This photo appears to have been taken at Casa Cuseni, Daphne Phelps'
villa in Taormina, Sicily, in 1962. The author visited Ms. Phelps in 1982 while
doing reserarch for the book. At the time Ms. Phelps was noticiably tight
lipped about her involvement with Henry, spooling out information a
little bit at a time, and not revealing much at that. At the time the author
chalked up the reluctance of Ms. Phelps to wanting to distance herself from
Henry's reputation. In 1999, seventeen years later, Ms. Phelps published
"A House in Sicily," which was richly praised by the New York Times,
among others. The significant thing is that the longest chapter in the book,
entitled "Henry Faulkner," (appropriately enough), goes into extreme
detail about Henry's time spent at Casa Cuseni. Ms. Phelps played her
cards close to the vest, then, to save her precious information for her
own book. Nothing she finally said in her book differed from the Faulkner
biography, but the author would have had a much easier time if she
had been a bit more forthcoming with info. Some of the information contained in
"A House in Sicily," appears to have come from "The Outrageous Life of Henry
Faulkner," a copy of which the author sent to Ms. Phelps after its publication
in 1988. Beware, you would-be biographers; it's a cutthroat business!
Other guests at Casa Cuseni over the years included Bertrand Russell,
Roald Dahl, Ms. Dylana Thomas, and Tennessee Williams.
Ms. Phelps' book, by the way, is a splendid read. Highly recommended.

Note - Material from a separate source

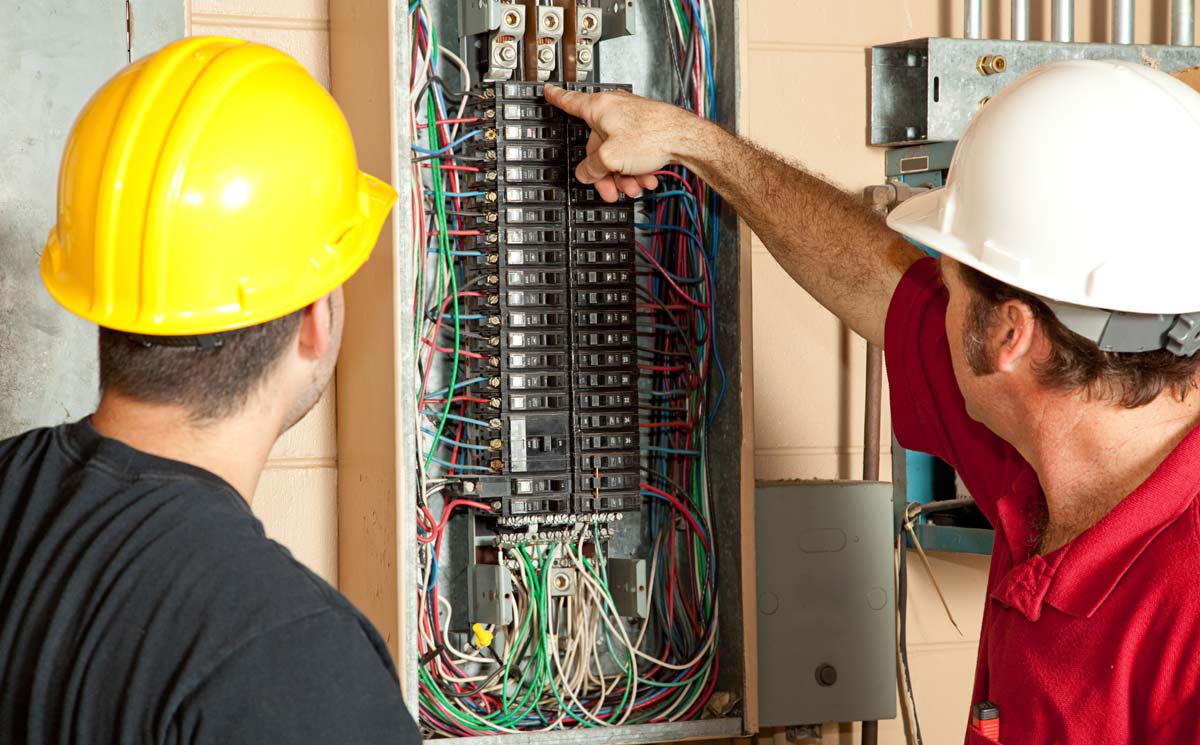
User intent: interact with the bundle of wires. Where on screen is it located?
[409,0,724,737]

And, if the author weren't such a blabbermouth, he may have done the same
thing under the circumstances. In any case there were several good sources
in Taromina who were delighted to talk about the "strikingly eccentric
American painter born at Egypt, Kentucky," as Ms Phelps described him
in her book. Henry, of course, was not born in Egypt, Kentucky as he
told everyone throughout his life. It was the name of a small post office
in a neighboring county whose name he fancied. He was born a couple
of hundred miles west at Beech Spring, in Simpson County.